2. Manevî ve hakiki keramet: Bunlar ilim, irfan, marifet ve ahlâkla ilgili kerametlerdir. Bir kimse kötü bir huyunu atıp yerine iyisini koydu mu, en büyük keramet budur. Onun için, “İstikâmet kerametten üstündür. Çünkü keramet nefsin, istikâmet Rabbın senden istediği şeydir." denilmiştir. Hakiki ve büyük sûfiler ilim, irfan ve ahlâk sahasında yapılan değişiklikleri, ilerlemeleri, gelişmeleri ve yükselmeleri gerçek ve paha biçilmez kerametler olarak görmüşler, sûrî ve kevnî kerametlere fazla önem vermemişler, hatta zaman zaman bu nevi kerametlerin bir mekr-i ilâhî olabileceği, onun için de mahzurlar doğuracağı konusunda etrafındakileri ve mensuplarını aralıksız uyarmışlardır. Bir şeyhin ve velînin gösterebileceği en büyük keramet, bir münkirin mümin olmasına, hidayeti bulmasına vesile olmaktır.

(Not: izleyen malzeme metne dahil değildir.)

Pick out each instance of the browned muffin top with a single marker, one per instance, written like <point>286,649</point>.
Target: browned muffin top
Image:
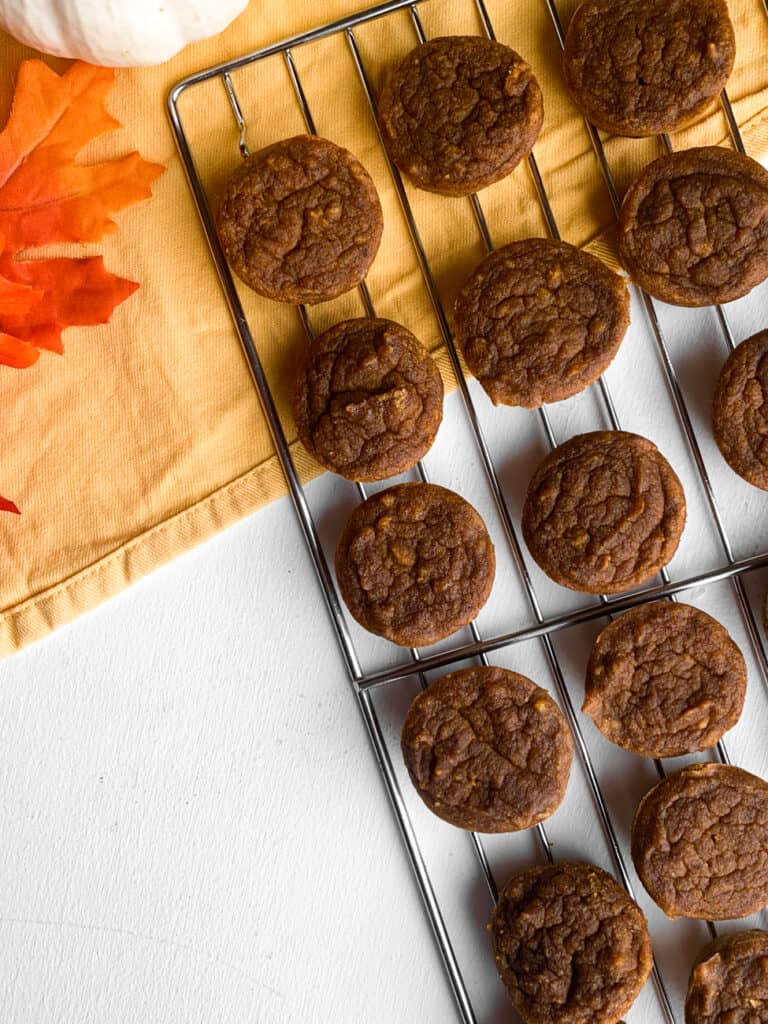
<point>693,228</point>
<point>646,67</point>
<point>729,982</point>
<point>300,220</point>
<point>460,113</point>
<point>539,321</point>
<point>368,399</point>
<point>415,563</point>
<point>699,843</point>
<point>487,750</point>
<point>664,680</point>
<point>570,945</point>
<point>603,512</point>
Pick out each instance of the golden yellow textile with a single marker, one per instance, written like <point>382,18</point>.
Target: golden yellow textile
<point>146,436</point>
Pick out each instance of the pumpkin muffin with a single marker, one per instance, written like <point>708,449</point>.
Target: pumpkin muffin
<point>368,399</point>
<point>539,321</point>
<point>460,113</point>
<point>570,945</point>
<point>646,67</point>
<point>699,843</point>
<point>487,750</point>
<point>729,981</point>
<point>415,563</point>
<point>603,512</point>
<point>693,228</point>
<point>300,220</point>
<point>665,679</point>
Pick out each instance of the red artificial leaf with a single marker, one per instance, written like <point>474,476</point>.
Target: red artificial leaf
<point>70,292</point>
<point>44,196</point>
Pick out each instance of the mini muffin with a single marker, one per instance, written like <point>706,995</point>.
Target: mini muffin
<point>603,512</point>
<point>415,563</point>
<point>664,680</point>
<point>539,321</point>
<point>300,220</point>
<point>368,399</point>
<point>570,945</point>
<point>693,228</point>
<point>699,843</point>
<point>460,113</point>
<point>647,67</point>
<point>729,981</point>
<point>739,414</point>
<point>487,750</point>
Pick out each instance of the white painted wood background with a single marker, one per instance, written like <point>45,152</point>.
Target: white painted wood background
<point>192,824</point>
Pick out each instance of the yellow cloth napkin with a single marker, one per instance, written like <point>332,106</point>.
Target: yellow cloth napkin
<point>146,436</point>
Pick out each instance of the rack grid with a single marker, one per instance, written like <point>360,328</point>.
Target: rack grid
<point>541,628</point>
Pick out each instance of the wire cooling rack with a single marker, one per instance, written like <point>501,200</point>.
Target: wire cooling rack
<point>379,688</point>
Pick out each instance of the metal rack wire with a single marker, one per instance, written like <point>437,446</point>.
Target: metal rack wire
<point>542,628</point>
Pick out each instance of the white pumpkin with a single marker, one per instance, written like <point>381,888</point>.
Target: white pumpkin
<point>116,33</point>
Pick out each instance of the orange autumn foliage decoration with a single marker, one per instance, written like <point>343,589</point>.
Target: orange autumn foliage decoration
<point>46,198</point>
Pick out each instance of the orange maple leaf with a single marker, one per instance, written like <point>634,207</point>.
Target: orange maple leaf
<point>46,198</point>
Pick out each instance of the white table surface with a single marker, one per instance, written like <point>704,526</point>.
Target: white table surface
<point>193,825</point>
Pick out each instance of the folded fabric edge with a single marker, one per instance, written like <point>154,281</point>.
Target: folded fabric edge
<point>60,603</point>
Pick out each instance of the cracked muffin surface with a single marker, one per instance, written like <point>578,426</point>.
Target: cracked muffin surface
<point>460,113</point>
<point>368,399</point>
<point>603,512</point>
<point>646,67</point>
<point>729,981</point>
<point>487,750</point>
<point>300,220</point>
<point>693,227</point>
<point>570,945</point>
<point>699,843</point>
<point>665,679</point>
<point>539,321</point>
<point>415,563</point>
<point>739,412</point>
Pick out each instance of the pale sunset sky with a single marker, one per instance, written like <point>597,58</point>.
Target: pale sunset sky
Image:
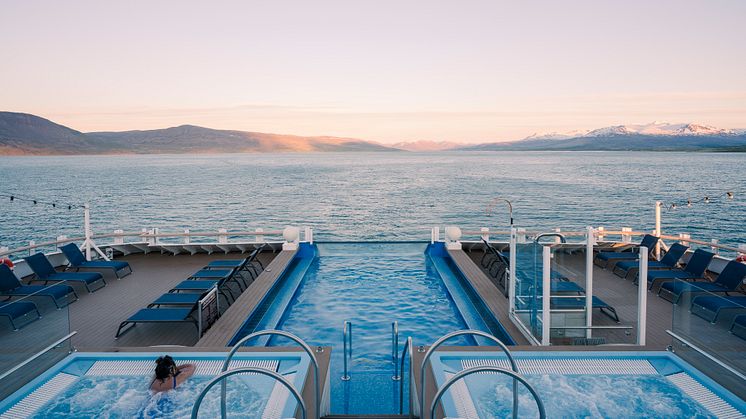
<point>465,71</point>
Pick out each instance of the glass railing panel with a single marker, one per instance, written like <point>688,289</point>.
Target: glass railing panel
<point>32,327</point>
<point>529,288</point>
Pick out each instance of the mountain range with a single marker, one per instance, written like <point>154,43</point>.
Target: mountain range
<point>26,134</point>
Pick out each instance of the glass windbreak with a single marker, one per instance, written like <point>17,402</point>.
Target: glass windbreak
<point>710,329</point>
<point>529,288</point>
<point>34,320</point>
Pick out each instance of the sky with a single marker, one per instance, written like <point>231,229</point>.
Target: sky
<point>388,71</point>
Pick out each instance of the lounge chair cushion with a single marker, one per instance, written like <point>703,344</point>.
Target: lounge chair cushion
<point>87,277</point>
<point>160,315</point>
<point>17,309</point>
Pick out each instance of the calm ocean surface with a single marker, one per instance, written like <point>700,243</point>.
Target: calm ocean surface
<point>374,196</point>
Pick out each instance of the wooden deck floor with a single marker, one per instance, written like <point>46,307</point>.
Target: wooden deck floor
<point>96,316</point>
<point>224,329</point>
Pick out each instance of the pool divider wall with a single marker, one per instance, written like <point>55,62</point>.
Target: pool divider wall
<point>475,313</point>
<point>268,314</point>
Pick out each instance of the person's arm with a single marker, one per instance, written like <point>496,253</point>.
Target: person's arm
<point>185,371</point>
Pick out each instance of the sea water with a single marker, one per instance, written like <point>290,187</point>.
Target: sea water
<point>374,196</point>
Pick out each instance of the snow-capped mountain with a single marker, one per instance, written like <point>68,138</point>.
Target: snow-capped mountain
<point>654,128</point>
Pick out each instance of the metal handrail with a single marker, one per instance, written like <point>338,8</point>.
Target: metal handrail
<point>225,374</point>
<point>407,350</point>
<point>395,349</point>
<point>288,335</point>
<point>56,344</point>
<point>474,370</point>
<point>451,335</point>
<point>346,334</point>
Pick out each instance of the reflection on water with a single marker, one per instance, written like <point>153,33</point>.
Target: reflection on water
<point>373,195</point>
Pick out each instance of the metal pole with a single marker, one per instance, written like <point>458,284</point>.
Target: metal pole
<point>658,205</point>
<point>546,313</point>
<point>87,227</point>
<point>642,296</point>
<point>589,281</point>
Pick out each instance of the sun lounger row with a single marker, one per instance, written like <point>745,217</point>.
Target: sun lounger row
<point>184,300</point>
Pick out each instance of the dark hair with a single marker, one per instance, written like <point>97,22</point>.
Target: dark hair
<point>164,367</point>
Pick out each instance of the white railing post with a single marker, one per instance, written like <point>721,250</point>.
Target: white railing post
<point>119,238</point>
<point>435,234</point>
<point>87,227</point>
<point>521,235</point>
<point>546,313</point>
<point>658,229</point>
<point>511,271</point>
<point>589,280</point>
<point>626,237</point>
<point>642,297</point>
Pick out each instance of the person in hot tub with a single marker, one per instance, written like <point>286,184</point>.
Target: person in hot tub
<point>168,375</point>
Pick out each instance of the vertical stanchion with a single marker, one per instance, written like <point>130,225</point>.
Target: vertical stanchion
<point>546,295</point>
<point>590,241</point>
<point>642,296</point>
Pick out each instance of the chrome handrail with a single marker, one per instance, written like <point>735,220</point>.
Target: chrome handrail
<point>395,349</point>
<point>407,350</point>
<point>451,335</point>
<point>290,336</point>
<point>346,335</point>
<point>474,370</point>
<point>225,374</point>
<point>56,344</point>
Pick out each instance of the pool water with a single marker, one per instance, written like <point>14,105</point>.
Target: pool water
<point>371,287</point>
<point>628,396</point>
<point>129,397</point>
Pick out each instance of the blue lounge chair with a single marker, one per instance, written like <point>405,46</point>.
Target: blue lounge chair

Sufilerin kanaati şudur: “Mucizeler peygamberlerin davalarının hak olduğunu gösteren delilleridir. Peygamberliğin delili olan bir şey ise Peygamberlerden başkasında bulunmaz. Nitekim muhkem bir akıl ve sağlam bir muhakeme, âlim bir adamın ilim sahibi oluşunun delili olduğu için âlim olmayanlarda bulunmaz.”
Ebu İshak, “Evliyanın duanın kabulü nevinden kerametleri vardır, fakat peygamberlerin mucizeleri cinsinden kerametleri yoktur.” derdi.